How Do You Count Every Solar Panel in the U.S.? Machine Learning and a Billion Satellite Images

Solar power installations have been increasing in both the residential and commercial spaces, but it is nearly impossible to know exact numbers and locations of these panels. As reported by the Department of Energy, since 2008 solar installations across the country have grown from 1.2 gigawatts (GW) to nearly 30 GW today.  Much of this growth is thanks to the falling cost of solar photovoltaic panels, which cost 60 percent less than they did in 2010. 

The cost to install solar has dropped by more than 70 percent since 2010, leading the industry to expand into new markets and deploy thousands of systems nationwide. Prices as of Q3 2018 are at or near their lowest historical level across all market segments. An average-sized residential system has dropped from more than $40,000 in 2010 to nearly $17,000 today, before incentives, while recent utility-scale prices range from $28/MWh - $45/MWh, competitive with all other forms of generation. (Source: Solar Energy Industries Association.)

But knowing the estimated power output of U.S. solar doesn’t provide much in the way of specific data on where these panels are and how many have been installed—especially when it comes to individual residential installations.

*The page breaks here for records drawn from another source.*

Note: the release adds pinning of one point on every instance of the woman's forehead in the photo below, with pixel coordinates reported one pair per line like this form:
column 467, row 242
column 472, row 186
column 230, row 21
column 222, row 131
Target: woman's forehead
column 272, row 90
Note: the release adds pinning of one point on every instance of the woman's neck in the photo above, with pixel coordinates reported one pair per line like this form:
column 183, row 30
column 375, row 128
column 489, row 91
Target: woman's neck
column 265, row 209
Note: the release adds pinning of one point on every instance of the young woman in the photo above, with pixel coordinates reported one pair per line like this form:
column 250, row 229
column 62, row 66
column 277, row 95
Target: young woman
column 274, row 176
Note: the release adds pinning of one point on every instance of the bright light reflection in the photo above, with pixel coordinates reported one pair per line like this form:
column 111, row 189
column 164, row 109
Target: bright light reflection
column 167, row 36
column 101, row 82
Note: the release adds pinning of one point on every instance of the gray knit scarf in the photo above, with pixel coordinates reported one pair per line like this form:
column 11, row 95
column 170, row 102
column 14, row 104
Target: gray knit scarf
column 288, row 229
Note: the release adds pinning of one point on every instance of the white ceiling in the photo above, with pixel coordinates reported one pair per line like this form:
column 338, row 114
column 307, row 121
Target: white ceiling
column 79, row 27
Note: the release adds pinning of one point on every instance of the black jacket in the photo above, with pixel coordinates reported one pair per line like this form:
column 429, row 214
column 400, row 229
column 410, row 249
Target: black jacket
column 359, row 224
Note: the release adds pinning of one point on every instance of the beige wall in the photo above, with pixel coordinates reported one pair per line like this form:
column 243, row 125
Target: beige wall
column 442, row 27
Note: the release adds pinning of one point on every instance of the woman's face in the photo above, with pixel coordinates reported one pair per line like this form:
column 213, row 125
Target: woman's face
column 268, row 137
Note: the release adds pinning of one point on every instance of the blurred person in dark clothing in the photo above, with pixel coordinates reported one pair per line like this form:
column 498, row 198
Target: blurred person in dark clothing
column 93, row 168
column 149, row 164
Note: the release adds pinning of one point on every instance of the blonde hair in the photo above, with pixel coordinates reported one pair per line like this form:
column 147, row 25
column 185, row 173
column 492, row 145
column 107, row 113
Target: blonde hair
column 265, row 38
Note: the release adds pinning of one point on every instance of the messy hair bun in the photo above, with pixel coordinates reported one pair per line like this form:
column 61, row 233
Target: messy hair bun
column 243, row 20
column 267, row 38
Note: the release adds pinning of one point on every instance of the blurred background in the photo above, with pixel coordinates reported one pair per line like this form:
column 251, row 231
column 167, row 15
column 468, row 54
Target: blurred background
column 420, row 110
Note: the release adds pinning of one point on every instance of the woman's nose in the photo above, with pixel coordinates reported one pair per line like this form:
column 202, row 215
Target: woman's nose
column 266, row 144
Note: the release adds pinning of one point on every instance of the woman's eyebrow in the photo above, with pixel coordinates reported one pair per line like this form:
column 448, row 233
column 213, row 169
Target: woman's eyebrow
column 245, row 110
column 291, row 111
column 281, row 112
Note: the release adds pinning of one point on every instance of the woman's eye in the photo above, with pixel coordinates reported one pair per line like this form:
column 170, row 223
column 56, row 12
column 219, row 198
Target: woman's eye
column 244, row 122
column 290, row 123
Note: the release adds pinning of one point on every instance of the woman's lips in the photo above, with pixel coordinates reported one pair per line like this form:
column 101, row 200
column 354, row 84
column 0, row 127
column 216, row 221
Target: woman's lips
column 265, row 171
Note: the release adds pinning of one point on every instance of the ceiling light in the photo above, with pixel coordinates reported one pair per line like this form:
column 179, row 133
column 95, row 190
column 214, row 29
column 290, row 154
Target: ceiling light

Knowing which American homes now have solar panels installed on their roofs, and understanding the reason an individual chose to install solar panels will provide extremely useful information for the energy industry’s management of the changing U.S. electricity system landscape and its transition toward cleaner energy and renewables. This data will also contribute to understanding what barriers prevent homeowners from accessing and using renewable resources—the use of which is a critical component of many solutions for fighting climate change.

Until recently, most working numbers regarding how many solar installations there are in the U.S. have generally been estimates. These imprecise numbers are what DeepSolar was intended to improve—by counting the exact number of rooftop and other photovoltaic panels that can be seen in satellite images.

DeepSolar uses satellite data to locate and count solar panel installations in the U.S. (Image courtesy of DeepSolar.)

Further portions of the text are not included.